The metropolitan Atlanta area is interested in helping residents become more environmentally conscious, reduce their water consumption, and save money on their monthly water bills. To do this, Fulton, DeKalb, Gwinnett, Cobb, and Clayton counties have jointly initiated a new program that provides free rain barrels to families who request them. These barrels collect rain water, and the reclaimed water can be used for non-potable purposes (like watering lawns and gardens). Officials hope that families that use the barrels will rely more on rain water and will subsequently use fewer county water resources, thus saving both the families and the counties money.

Being evaluation-minded, the counties hired an evaluator (you!) before rolling out their program. You convinced them to fund and run a randomized controlled trial (RCT) during 2018, and the counties rolled out the program city-wide in 2019. You have two datasets: `barrels_rct.csv` with data from the RCT, and `barrels_obs.csv` with observational data from self-selected participants.

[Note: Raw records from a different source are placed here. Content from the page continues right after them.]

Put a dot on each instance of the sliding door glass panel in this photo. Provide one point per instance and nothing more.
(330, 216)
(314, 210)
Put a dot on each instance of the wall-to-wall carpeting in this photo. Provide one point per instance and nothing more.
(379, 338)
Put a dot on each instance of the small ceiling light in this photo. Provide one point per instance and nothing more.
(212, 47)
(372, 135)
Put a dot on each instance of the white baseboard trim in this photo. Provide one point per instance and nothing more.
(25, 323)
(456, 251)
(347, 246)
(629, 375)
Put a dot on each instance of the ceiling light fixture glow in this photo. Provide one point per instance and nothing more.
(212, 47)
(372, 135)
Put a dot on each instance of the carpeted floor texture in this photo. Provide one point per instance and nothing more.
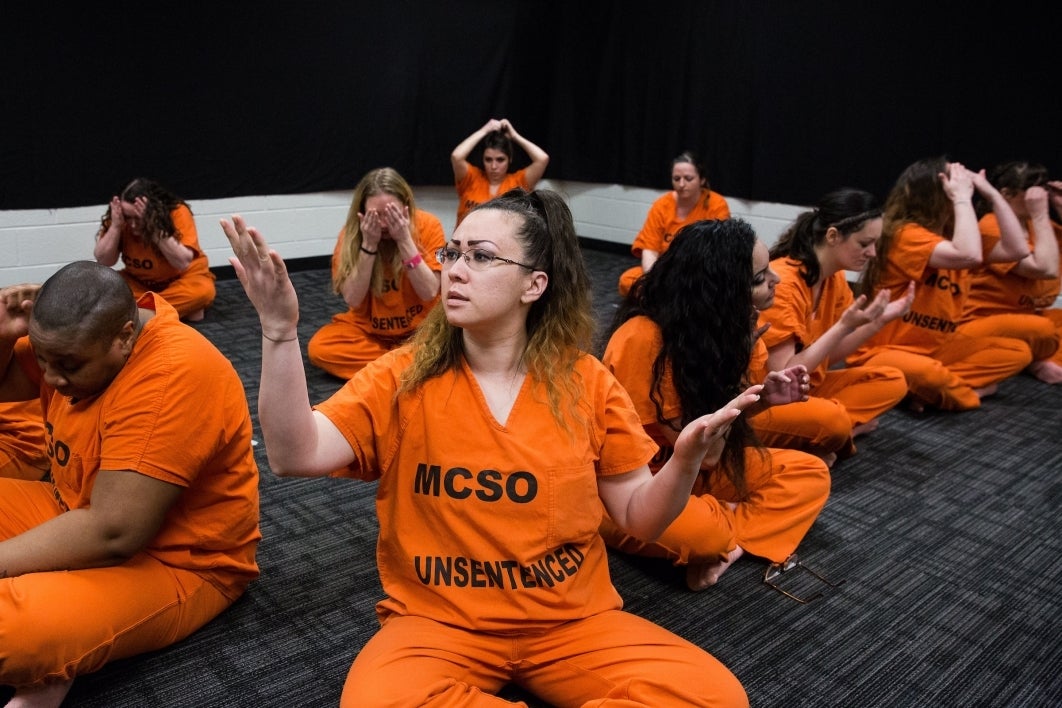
(944, 529)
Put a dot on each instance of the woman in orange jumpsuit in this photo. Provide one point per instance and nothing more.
(689, 200)
(930, 236)
(1017, 298)
(495, 442)
(815, 321)
(681, 347)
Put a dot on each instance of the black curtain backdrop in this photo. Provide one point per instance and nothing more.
(783, 100)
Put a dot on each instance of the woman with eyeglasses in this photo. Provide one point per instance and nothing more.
(495, 441)
(384, 269)
(682, 345)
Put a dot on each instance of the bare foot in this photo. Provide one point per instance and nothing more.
(829, 459)
(864, 428)
(985, 392)
(701, 575)
(1046, 370)
(49, 695)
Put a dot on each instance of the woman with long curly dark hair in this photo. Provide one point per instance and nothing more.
(682, 346)
(930, 237)
(153, 231)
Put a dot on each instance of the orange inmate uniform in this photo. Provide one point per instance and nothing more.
(475, 189)
(1004, 304)
(22, 441)
(176, 412)
(840, 398)
(382, 322)
(942, 364)
(663, 223)
(489, 553)
(787, 488)
(146, 269)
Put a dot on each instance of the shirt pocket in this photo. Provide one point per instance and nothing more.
(575, 508)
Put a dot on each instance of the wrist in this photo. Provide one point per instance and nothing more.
(411, 263)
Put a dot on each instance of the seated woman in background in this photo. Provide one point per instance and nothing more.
(1016, 298)
(384, 268)
(22, 454)
(930, 237)
(681, 346)
(815, 321)
(495, 442)
(689, 200)
(154, 234)
(475, 185)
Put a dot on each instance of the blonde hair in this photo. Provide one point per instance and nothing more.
(388, 261)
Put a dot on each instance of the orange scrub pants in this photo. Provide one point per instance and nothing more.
(787, 489)
(613, 658)
(56, 625)
(188, 294)
(1039, 331)
(343, 348)
(946, 379)
(845, 398)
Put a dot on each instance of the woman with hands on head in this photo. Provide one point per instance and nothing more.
(930, 237)
(153, 232)
(495, 441)
(1016, 298)
(384, 268)
(475, 185)
(815, 321)
(682, 345)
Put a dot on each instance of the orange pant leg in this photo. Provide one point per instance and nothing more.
(187, 294)
(787, 489)
(1056, 317)
(819, 426)
(628, 278)
(1038, 331)
(612, 658)
(928, 380)
(343, 348)
(985, 360)
(56, 625)
(190, 293)
(866, 392)
(22, 453)
(703, 533)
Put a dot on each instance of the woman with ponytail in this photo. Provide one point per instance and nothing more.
(495, 442)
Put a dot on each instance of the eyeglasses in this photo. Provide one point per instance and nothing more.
(477, 259)
(775, 571)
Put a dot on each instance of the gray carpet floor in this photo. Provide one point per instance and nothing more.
(945, 529)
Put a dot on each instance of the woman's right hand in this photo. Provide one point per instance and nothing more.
(117, 217)
(264, 278)
(958, 183)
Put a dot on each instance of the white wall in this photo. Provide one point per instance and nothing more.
(35, 243)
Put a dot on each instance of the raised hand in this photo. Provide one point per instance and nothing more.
(16, 304)
(704, 438)
(789, 385)
(264, 278)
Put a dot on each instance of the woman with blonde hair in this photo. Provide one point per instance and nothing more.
(384, 268)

These datasets contain the following variables:

- `id`: A unique ID number for each household
- `water_bill`: The family's average monthly water bill, in dollars
- `barrel`: An indicator variable showing if the family participated in the program
- `barrel_num`: A 0/1 numeric version of `barrel`
- `yard_size`: The size of the family's yard, in square feet
- `home_garden`: An indicator variable showing if the family has a home garden
- `home_garden_num`: A 0/1 numeric version of `home_garden`
- `attitude_env`: The family's self-reported attitude toward the environment, on a scale of 1-10 (10 meaning highest regard for the environment)
- `temperature`: The average outside temperature (these get wildly unrealistic for the Atlanta area; just go with it)


# Your goal

Your task in this problem set is to analyze these two datasets to find the causal effect (or average treatment effect (ATE)) of this hypothetical program. 

***Follow these two examples from class as guides:***

- [RCTs](https://evalf20.classes.andrewheiss.com/example/rcts/)
- [Matching and IPW](https://evalf20.classes.andrewheiss.com/example/matching-ipw/)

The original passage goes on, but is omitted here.